Matthew Jarrid Murphy (born February 23, 1980) is a former American football player. He was selected in the seventh round of the 2002 NFL Draft by the Detroit Lions. He is currently a free agent.

Early life
Murphy was born to Michael and Dawn Murphy on 23 February 1980 in New Haven, Michigan. His uncle, Dwight Lee had played football in college at Michigan State where he had earned an All-American honorable mention.

He attended New Haven High School where he played six positions on the football team: defensive end, defensive tackle, fullback, linebacker, tight end, and wide receiver. During his senior year in 1996, Murphy compiled 80 tackles on defense and the Detroit Free Press named him an All-Met player.

College career
Murphy attended the University of Maryland, where he played as a tight end for the Terrapins. He was the first player to commit to the Maryland's then new head coach Ron Vanderlinden.

He sat out the 1997 season as a redshirt (college sports) before acting as the second-string tight end behind Eric James. That season, Murphy saw action in six games but recorded no receptions.

In 1999, Murphy was moved from tight end to defensive end. He saw action against Western Carolina Catamounts, West Virginia, and North Carolina, recording a tackle in each of the latter two games.

In 2000, he saw action in all eleven of the Terps' games, including a start as a defensive end against Virginia. He returned to the tight end role later in the season. Murphy recorded two tackles and no receptions. Murphy missed 2001 spring practice due to shoulder surgery.

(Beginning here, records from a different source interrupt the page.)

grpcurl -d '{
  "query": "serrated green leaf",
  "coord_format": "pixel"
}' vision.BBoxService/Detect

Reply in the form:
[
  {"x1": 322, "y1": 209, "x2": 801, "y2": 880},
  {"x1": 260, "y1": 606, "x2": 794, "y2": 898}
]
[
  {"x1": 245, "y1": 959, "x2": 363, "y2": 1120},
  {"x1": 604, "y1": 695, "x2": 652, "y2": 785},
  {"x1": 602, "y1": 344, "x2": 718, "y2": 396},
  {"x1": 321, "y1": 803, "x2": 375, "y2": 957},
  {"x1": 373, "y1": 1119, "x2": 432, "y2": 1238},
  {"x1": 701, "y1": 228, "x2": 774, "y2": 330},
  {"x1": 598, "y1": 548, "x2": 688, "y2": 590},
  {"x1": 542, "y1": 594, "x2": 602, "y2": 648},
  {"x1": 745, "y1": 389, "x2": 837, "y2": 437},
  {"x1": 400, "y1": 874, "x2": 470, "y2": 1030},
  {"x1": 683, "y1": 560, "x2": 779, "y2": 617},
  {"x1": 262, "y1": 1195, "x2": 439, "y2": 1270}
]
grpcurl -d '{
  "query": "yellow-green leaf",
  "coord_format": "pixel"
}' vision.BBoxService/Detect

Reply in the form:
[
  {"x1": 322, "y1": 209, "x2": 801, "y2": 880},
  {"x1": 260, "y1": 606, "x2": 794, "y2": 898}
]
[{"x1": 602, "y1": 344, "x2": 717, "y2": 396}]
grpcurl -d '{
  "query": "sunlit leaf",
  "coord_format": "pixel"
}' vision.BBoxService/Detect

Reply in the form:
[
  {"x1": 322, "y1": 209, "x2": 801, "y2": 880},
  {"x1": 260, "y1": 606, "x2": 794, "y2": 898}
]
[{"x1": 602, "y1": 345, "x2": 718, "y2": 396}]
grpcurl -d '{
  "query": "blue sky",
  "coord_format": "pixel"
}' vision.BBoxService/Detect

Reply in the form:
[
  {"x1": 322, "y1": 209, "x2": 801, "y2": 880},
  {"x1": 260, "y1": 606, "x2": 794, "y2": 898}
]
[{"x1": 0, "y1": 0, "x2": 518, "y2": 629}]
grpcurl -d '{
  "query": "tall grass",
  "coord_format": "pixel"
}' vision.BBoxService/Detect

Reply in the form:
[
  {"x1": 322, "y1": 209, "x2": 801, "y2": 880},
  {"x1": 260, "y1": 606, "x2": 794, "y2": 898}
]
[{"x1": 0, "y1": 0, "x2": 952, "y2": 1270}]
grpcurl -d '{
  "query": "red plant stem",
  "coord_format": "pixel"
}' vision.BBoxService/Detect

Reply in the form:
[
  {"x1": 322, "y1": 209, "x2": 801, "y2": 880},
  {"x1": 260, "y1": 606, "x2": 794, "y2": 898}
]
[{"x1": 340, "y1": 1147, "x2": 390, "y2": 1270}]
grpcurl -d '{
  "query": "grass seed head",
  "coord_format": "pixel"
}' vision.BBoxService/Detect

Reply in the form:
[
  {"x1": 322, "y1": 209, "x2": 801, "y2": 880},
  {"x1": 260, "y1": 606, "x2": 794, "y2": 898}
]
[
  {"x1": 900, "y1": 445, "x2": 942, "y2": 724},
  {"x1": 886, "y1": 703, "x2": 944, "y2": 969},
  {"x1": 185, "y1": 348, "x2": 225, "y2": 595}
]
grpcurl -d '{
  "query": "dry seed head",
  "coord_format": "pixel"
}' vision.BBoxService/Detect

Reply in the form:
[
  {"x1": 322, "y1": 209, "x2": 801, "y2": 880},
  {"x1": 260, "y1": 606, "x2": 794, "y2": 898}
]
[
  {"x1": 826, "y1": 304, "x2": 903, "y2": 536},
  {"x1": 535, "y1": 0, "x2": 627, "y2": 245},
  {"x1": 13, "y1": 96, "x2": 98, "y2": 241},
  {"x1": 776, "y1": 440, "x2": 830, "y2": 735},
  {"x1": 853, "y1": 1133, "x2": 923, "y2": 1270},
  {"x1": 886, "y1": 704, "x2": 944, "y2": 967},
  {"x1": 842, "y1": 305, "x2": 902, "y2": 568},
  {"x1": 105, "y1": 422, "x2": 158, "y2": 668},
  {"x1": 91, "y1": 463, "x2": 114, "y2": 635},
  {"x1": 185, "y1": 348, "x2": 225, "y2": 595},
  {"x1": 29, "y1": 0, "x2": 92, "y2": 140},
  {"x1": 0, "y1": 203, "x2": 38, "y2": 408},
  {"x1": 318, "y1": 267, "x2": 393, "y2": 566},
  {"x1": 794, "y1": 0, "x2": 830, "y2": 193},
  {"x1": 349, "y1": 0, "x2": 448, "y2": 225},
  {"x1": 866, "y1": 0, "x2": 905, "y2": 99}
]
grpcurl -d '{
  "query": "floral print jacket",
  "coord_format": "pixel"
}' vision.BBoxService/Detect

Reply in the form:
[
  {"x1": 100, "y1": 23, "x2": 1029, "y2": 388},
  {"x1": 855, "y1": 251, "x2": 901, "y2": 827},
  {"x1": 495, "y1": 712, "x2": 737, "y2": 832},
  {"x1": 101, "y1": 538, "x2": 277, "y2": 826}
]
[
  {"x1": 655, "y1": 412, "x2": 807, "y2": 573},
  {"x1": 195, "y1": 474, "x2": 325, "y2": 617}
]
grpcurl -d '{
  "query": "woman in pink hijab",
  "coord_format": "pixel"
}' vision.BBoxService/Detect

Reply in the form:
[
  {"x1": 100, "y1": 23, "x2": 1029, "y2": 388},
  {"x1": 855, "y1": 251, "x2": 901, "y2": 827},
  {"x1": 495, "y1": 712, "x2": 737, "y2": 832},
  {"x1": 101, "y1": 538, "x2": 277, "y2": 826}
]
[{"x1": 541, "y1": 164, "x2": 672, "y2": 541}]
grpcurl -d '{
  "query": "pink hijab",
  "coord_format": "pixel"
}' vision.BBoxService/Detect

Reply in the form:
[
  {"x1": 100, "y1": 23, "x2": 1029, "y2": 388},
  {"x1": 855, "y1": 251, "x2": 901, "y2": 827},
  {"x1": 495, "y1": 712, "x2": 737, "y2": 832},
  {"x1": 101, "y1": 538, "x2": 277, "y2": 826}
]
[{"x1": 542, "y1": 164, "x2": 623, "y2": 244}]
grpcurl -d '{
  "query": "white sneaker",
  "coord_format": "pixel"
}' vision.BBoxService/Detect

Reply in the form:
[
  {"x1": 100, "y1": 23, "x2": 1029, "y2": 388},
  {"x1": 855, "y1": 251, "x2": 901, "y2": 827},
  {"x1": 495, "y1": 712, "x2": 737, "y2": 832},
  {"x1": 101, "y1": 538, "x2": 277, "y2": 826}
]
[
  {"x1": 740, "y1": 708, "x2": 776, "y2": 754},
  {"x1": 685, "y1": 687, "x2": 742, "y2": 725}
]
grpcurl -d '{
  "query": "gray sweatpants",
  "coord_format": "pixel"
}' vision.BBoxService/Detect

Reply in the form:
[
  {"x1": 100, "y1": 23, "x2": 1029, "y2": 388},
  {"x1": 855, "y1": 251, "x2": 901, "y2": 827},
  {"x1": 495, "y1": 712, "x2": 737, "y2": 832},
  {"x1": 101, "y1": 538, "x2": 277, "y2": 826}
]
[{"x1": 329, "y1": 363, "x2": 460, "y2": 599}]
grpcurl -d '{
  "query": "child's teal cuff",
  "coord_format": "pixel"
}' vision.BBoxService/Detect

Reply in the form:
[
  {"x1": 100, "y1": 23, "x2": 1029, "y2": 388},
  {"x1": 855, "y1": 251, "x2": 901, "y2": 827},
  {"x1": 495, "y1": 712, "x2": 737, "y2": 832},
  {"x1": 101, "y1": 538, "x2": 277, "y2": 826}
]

In 2001, Murphy played in eleven games making twelve receptions for 137 yards, with a long of 34 yards. That season was Maryland's best in over a decade, with the team finishing with a 10–2 record, securing the Atlantic Coast Conference championship, and a Bowl Championship Series berth against fifth-ranked Florida.

Professional career
Murphy was selected in the seventh round of the 2002 NFL Draft by the Detroit Lions (253rd overall). That season, he saw action in one game against the Minnesota Vikings, where he made one reception for a gain of eight yards. On 2 September 2003, Murphy was released and then the following day re-signed to the Lions practice squad.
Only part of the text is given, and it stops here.